Na introdução a uma edição argentina de 2013, o crítico começa assim: “Madame Bovary conta a história de uma desimportante mulher do interior da França que, entediada com o casamento que a uniu a um desajeitado médico de província, embarca em duas ligações extraconjugais, nenhuma das quais acaba bem. Para satisfazer seu gosto por coisas finas, ela se endivida além do que pode e depois, desesperada, toma veneno e se mata”. Sinopse digna da Netflix, diria o leitor — mas, além do (irônico) primeiro parágrafo, há um ensaio profundo, no qual o prefaciador entrega de vez o cadáver para depois delongar-se com delícia nos detalhes do feito.

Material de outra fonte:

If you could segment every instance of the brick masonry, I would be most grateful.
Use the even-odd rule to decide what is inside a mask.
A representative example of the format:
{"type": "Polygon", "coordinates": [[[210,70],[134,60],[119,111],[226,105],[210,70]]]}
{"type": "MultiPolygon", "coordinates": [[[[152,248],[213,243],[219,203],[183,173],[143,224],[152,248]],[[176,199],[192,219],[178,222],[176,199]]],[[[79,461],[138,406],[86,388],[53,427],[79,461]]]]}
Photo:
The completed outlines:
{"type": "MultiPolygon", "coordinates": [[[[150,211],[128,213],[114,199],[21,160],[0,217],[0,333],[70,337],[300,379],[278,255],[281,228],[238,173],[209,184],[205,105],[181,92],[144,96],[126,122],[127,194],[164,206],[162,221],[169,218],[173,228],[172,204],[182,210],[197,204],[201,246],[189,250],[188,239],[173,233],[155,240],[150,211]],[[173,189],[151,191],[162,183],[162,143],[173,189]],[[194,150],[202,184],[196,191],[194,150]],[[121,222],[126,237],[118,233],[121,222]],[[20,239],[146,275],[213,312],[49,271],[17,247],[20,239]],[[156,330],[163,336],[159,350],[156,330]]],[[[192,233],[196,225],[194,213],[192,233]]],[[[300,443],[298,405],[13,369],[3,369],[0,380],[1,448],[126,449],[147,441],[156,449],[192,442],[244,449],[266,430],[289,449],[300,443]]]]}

Afinal, ele não precisa provar nada — foi convidado a dar seu pitaco explanatório do alto da autoridade conferida por seu nome. O público que o lê no jornal ou no prefácio do livro ou não leu a obra ou apenas arranhou sua superfície. A crítica é consolo, sucedâneo, subterfúgio. Mas também é um convite. Então por que não aceitar a mão estendida — sobretudo se for do vencedor do Nobel de Literatura John Maxwell Coetzee?
E o convite não é um engodo: ele entrega o que promete. Sua crítica é direta, às vezes didática em seu afã biográfico e comparativo, mas nunca arrogante. Com Coetzee, Flaubert deixa de ser o escritor “clínico”, que dissecara a mulher e sua sociedade, sua língua e seu tempo com um implacável bisturi, para se tornar um homem perdido em sua própria obra em movimento, dissecado também ele.

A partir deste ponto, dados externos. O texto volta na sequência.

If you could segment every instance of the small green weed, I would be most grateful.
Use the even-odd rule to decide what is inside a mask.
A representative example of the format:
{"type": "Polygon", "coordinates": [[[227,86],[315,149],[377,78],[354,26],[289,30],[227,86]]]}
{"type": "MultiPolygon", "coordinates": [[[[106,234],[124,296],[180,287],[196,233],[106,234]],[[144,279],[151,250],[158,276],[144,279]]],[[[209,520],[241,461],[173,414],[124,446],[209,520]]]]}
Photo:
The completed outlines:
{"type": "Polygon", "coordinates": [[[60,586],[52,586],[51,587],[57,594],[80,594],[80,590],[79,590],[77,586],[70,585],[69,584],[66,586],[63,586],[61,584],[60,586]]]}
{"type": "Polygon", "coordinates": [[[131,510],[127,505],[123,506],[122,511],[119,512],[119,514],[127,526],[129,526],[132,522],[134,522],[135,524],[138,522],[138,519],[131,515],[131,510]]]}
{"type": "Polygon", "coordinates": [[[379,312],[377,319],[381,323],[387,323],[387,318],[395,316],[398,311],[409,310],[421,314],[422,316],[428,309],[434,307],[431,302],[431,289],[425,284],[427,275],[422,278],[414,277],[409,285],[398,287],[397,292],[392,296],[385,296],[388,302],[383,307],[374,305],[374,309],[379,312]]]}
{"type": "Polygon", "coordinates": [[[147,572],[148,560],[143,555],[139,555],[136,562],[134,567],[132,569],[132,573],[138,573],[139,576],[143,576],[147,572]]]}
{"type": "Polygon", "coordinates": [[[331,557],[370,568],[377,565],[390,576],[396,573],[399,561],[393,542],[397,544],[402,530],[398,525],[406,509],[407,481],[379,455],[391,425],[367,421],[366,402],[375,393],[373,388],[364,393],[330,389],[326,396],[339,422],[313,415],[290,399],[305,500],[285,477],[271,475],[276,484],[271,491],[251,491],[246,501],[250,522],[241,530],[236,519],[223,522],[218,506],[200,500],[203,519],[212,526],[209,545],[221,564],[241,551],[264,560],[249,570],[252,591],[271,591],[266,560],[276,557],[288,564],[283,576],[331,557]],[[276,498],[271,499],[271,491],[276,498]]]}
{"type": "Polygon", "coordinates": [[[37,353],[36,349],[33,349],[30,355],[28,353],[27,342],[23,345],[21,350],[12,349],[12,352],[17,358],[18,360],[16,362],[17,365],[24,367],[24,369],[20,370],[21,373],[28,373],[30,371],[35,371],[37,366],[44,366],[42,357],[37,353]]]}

“Madame Bovary c’est moi”, teria declarado Flaubert. Mas o que essa frase nos diz dele, de sua obra, da literatura, além de tudo o que já foi escrito? Coetzee traduz a possessão do autor pela obra. “Talvez só que ele se pôs todo na criação de Emma, que no calor extremo da criação a identidade individual do artista é consumida e monopolizada por seu lado criador.” Ela “se torna muito maior à medida que, efetivamente, se apodera do autor e se converte nele”, escreve em Ensaios recentes.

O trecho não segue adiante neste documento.